I paid for the game is a very bad argument. I also paid for Skyrim but I don't want to be a sorcerer. But parts of the game are only possible for sorcerers, so the game is locking me out of content that I paid for. I can make this argument for almost every game that gives me some freedom. It's such a week argument.
Very few parts of Skyrim are locked behind a specific playstyle. Heck, you can become the Archmage of the College of Winterhold by beating Ancano over the head repeatedly with a mace and shield if you want to. it's kind of a model game in that respect.
Very few situations in Skyrim have only one solution, even those that have preferred solutions, such as the battle against Ancano for rule of the local school of magic, can easily be creatively solved in a number of ways, and those that are one-solution-only generally come down to you not having worked hard enough in your skills to solve them in other ways. and that's before you even get into a modding community that can never exist for an online community like Elite: dangerous that gives you even more options.
Skyrim has its flaws, but in terms of player freedom, it's a model that FD badly need to learn from.
That said, paying for the game is a poor argument in this case anyway, but not for the reason you've cited.
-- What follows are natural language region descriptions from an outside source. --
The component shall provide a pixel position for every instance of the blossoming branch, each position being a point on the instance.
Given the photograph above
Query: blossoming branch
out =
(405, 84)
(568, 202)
Choosing not to participate in a game mode behind which content is locked is not a valid complaint unless the game mode is somehow toxic or the content required for ultimate success, and as much as there is a coercive factor in forcing people to engineer, it can be done without.
It should still, however, be possible to unlock engineers in more than 1 way. Problems with only 1 solution are toxic in a freeform game. THAT is lazy.